スクワットが選べない状況では、脚のトレーニング刺激の多くを代替できます。大腿四頭筋、お尻、ハムストリングスに高負荷をかけられるからです。ただし、体幹や安定筋はバーベルスクワットほど鍛えられないため、可能であれば両方を組み合わせるのが理想です。
ボトムでかかとがプラットフォームから浮くのはなぜですか?
多くの場合、足首の可動域が不足しているか、今の可動域に対して深さが過剰であることを示しています。足の位置を少し高くし、深さを浅めにして、足裏全体に圧力を分散させてください。

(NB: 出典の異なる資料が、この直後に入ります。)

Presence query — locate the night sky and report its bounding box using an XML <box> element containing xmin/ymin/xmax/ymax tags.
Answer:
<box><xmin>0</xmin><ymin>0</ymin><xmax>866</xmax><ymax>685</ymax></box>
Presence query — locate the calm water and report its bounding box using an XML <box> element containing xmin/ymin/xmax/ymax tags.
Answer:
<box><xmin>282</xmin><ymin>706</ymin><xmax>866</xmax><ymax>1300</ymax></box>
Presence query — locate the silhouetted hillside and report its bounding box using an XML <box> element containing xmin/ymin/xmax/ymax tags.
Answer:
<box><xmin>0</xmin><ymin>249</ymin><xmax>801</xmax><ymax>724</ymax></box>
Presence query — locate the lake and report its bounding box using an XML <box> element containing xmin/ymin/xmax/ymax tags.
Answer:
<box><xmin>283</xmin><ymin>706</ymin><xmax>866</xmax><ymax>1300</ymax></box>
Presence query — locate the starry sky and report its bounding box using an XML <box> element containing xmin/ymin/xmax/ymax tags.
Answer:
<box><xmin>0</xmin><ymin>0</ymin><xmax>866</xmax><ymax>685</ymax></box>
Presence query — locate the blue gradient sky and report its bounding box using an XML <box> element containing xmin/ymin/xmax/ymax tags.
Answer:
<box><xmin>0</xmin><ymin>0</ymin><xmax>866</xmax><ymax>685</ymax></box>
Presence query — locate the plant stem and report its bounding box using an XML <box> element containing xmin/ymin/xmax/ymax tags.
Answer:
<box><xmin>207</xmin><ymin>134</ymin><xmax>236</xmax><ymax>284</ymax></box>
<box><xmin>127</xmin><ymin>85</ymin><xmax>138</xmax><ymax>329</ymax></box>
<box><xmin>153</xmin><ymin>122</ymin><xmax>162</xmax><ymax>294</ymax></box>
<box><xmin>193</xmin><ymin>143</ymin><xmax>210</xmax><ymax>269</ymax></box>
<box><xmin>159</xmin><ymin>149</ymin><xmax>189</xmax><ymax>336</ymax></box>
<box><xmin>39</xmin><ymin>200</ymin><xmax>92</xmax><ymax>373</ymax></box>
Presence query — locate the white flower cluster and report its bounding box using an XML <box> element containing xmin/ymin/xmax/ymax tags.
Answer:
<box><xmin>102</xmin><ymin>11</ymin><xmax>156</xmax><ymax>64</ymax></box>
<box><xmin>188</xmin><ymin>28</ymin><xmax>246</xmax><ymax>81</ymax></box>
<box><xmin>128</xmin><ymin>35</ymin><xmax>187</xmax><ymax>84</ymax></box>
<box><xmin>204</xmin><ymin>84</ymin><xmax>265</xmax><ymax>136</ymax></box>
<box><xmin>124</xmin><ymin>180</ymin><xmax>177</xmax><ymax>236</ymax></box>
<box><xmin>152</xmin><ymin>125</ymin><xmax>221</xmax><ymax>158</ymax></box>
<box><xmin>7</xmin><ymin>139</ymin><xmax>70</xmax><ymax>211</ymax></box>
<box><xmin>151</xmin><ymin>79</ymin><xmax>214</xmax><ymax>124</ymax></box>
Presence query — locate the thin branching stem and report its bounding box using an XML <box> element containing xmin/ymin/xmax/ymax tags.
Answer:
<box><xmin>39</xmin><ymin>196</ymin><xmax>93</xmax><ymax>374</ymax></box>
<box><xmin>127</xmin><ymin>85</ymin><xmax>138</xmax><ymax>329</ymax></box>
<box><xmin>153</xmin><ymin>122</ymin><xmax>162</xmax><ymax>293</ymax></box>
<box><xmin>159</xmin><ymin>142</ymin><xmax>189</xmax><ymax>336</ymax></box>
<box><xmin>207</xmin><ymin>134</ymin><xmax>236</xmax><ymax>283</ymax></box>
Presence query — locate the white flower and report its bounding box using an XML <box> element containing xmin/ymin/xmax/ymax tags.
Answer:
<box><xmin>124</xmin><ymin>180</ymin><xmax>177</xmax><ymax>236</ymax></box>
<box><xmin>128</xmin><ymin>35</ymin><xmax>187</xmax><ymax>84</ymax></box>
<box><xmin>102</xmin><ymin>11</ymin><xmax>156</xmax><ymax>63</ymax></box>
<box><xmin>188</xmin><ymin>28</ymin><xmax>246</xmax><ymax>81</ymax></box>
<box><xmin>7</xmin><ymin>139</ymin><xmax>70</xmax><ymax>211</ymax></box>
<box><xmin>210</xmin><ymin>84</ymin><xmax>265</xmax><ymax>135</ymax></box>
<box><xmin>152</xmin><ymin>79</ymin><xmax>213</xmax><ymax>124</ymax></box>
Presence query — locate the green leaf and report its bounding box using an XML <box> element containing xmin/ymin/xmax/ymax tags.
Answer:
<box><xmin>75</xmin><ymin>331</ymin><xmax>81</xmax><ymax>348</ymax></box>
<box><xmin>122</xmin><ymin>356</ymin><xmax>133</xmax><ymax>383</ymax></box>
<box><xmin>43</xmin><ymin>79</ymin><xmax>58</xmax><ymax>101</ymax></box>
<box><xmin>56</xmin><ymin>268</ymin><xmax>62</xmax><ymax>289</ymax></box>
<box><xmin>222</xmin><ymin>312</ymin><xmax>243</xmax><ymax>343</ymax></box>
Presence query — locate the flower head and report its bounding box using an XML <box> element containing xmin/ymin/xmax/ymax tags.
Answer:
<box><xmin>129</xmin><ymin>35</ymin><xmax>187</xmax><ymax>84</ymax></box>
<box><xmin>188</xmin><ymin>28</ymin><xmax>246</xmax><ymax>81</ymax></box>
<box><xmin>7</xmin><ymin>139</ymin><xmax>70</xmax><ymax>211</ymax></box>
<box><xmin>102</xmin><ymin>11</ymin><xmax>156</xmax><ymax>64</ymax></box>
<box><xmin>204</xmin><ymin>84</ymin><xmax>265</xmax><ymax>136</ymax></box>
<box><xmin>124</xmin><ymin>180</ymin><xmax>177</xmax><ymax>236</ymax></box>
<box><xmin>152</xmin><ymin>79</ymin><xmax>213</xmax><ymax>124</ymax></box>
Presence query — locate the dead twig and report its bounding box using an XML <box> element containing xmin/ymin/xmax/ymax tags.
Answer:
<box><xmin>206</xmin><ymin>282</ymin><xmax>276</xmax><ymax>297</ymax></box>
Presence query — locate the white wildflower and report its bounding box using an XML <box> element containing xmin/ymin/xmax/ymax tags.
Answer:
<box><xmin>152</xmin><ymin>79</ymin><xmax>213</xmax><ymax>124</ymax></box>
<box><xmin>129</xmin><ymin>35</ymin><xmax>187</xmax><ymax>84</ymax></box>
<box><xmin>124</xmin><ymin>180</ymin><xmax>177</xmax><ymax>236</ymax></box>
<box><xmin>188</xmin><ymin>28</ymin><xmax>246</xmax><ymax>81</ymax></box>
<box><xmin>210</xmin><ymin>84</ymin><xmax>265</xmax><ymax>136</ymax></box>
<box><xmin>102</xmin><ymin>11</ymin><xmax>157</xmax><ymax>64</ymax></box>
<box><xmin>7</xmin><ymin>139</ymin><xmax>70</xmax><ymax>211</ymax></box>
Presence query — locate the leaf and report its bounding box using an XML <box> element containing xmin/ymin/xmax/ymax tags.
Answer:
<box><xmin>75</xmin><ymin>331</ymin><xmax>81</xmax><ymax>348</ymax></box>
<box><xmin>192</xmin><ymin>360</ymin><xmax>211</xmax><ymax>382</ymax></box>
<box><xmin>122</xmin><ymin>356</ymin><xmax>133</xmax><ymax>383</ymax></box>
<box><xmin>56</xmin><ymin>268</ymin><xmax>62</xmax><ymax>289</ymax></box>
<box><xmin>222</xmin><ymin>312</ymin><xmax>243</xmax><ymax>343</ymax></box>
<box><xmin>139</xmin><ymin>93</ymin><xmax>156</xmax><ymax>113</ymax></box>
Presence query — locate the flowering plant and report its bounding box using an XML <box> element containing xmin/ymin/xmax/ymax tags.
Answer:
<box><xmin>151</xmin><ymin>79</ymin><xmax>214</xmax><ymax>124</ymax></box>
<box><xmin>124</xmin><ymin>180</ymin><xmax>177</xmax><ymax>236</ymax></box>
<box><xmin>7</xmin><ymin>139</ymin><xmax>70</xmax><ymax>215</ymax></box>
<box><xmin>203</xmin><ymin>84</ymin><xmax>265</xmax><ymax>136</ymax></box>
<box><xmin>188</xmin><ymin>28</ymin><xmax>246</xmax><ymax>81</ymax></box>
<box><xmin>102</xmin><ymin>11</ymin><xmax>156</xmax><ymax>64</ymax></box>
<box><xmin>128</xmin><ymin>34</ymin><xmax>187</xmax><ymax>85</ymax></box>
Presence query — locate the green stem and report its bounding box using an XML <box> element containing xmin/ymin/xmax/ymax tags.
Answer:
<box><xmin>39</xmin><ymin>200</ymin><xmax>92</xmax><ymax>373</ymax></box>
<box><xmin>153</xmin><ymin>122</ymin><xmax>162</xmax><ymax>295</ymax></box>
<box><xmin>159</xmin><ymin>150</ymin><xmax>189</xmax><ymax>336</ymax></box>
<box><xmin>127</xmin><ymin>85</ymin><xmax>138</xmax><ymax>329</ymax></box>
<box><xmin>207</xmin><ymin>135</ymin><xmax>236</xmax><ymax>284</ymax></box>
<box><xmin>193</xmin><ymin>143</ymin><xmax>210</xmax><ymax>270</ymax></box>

腰が敏感な人でもレバーアングルレッグプレスは安全ですか?
バックレストが体幹を支え、スレッドの軌道が固定されているためバランスの要求がなく、腰に敏感な多くの人にとってフリーウェイトのスクワットより負担が少ないと感じられます。腰がパッドに平らに密着したまま保てる範囲の深さにとどめ、特定の疾患がある場合は専門家に相談してください。
レバーアングルレッグプレス中の呼吸はどうすればいいですか?
スレッドを下ろすときに吸い、押し上げるときに吐きます。体幹を軽く締めるのは助けになりますが、中程度の負荷のマシントレーニングで息を止める必要はありません。